XCiT Tiny 24 P8 384
Property | Value |
---|---|
Parameter Count | 12.1M |
Image Size | 384 x 384 |
License | Apache-2.0 |
Paper | XCiT: Cross-Covariance Image Transformers |
GMACs | 27.1 |
What is xcit_tiny_24_p8_384.fb_dist_in1k?
This is a specialized implementation of the Cross-Covariance Image Transformer (XCiT) architecture, designed for high-performance image classification tasks. Developed by Facebook Research, this model represents a lightweight variant with 12.1M parameters, optimized for processing 384x384 pixel images. The model has been pre-trained on ImageNet-1k using knowledge distillation techniques to maintain high accuracy while reducing model size.
Implementation Details
The model utilizes the innovative XCiT architecture, which introduces cross-covariance attention mechanisms to process image data efficiently.

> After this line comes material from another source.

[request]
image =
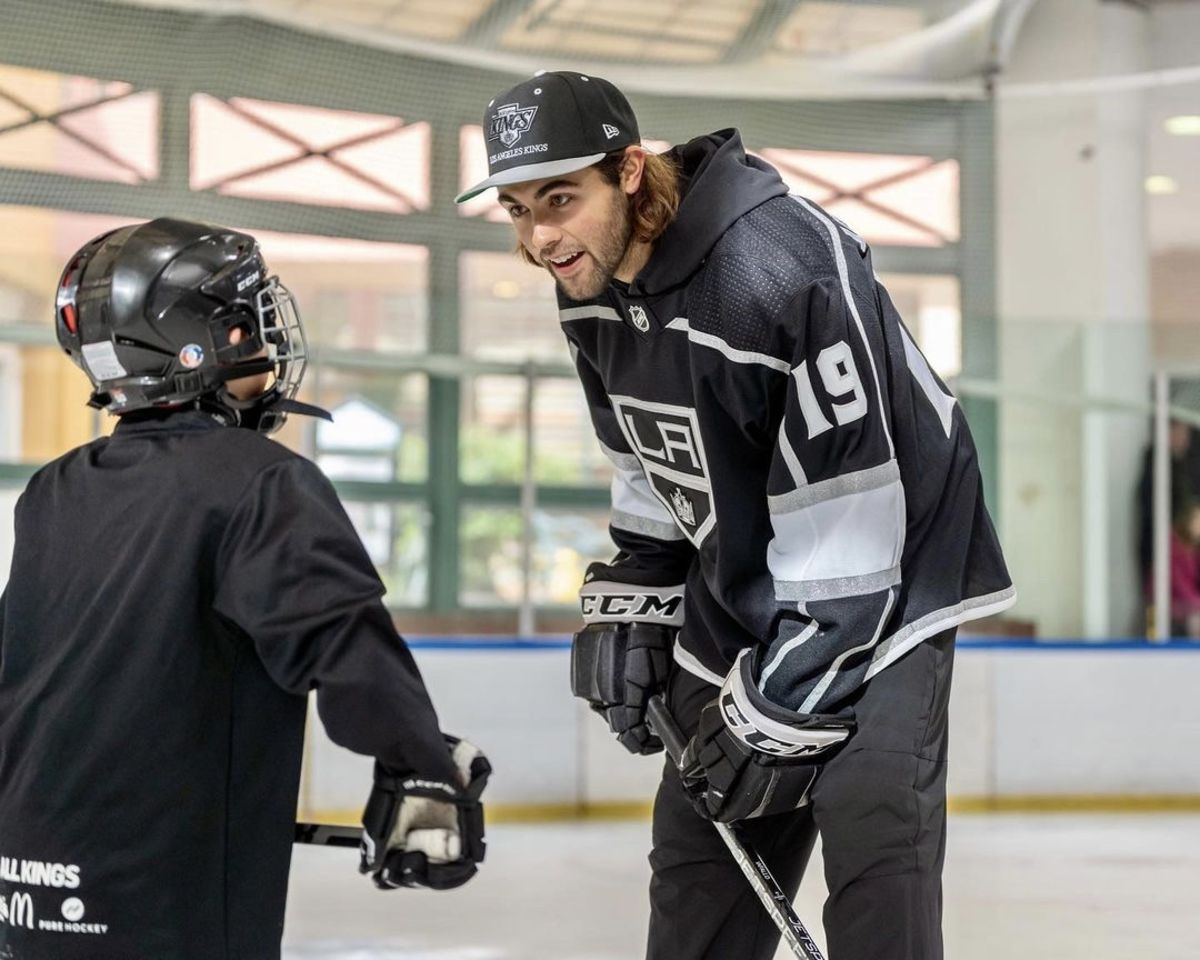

With 27.1 GMACs and 133.0M activations, it offers a balanced trade-off between computational efficiency and model performance.
- Efficient patch-based image processing with P8 patch size
- 24-layer architecture optimized for 384x384 resolution
- Distillation-based training for improved performance
- Support for both classification and feature extraction tasks
Core Capabilities
- Image classification on ImageNet-1k dataset
- Feature backbone extraction for downstream tasks
- Efficient processing of high-resolution images
- Support for both inference and feature embedding generation
Frequently Asked Questions
Q: What makes this model unique?
This model stands out for its implementation of cross-covariance attention mechanisms, which provide efficient processing of high-resolution images while maintaining a relatively small parameter count. The distillation training approach further enhances its performance-to-size ratio.
Q: What are the recommended use cases?
The model is particularly well-suited for image classification tasks requiring high-resolution input (384x384), feature extraction for transfer learning, and scenarios where a balance between model size and performance is crucial. It's ideal for applications requiring both accuracy and computational efficiency.